La France a-t-elle sa place dans la production de whisky ?

Pendant très (très très) longtemps la réponse a clairement été non. La France avait une place majeure dans l’univers des spiritueux, mais les distilleries se focalisaient surtout sur la distillation de fruits (ou de vin), avec notamment le succès mondial du Cognac. Cette matière première était jugée plus noble que les céréales pour élaborer des eaux de vie. Et lorsque le whisky a commencé réellement à envahir le monde, c’était trop tard. La place était prise.
Et lorsque vous parlez whisky avec des amateurs plus ou moins avertis, ils vous regardent encore bien souvent avec de grands yeux ronds quand vous abordez les whiskies français (les mêmes yeux que ceux qu’ils affichaient il y a quelques années quand on parlait du Japon…).
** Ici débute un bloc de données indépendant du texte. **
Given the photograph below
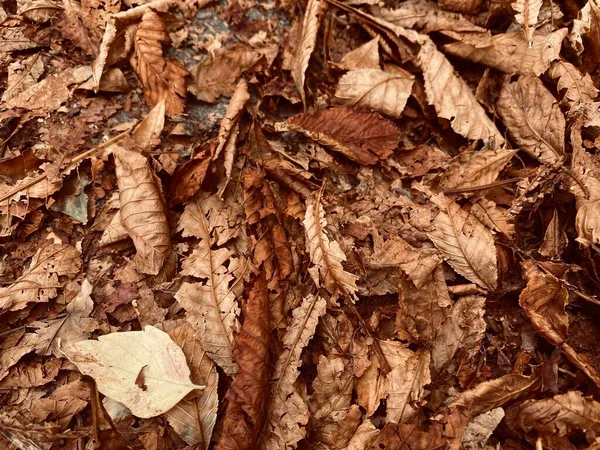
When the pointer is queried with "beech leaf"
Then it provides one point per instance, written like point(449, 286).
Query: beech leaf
point(363, 136)
point(117, 360)
point(142, 211)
Vous avez même souvent droit à une petite remarque sarcastique (pas besoin d’exemple, faites le test).
Pourtant la France produit du whisky depuis le début des années 80, en Bretagne. Du blend d’abord puis du single malt. On peut retrouver des traces un peu plus tôt mais on ne peut pas forcément parler de whisky français (un scotch embouteillé en France ce n’est pas un whisky français ; une eau de vie neutre avec un peu de malt ce n’est pas du whisky). Et depuis le début du siècle les projets se multiplient. 5 distilleries en 2004, plus de 50 en 2017 et cela continue avec l’arrivée de nouveaux acteurs et des investissements extrêmement importants.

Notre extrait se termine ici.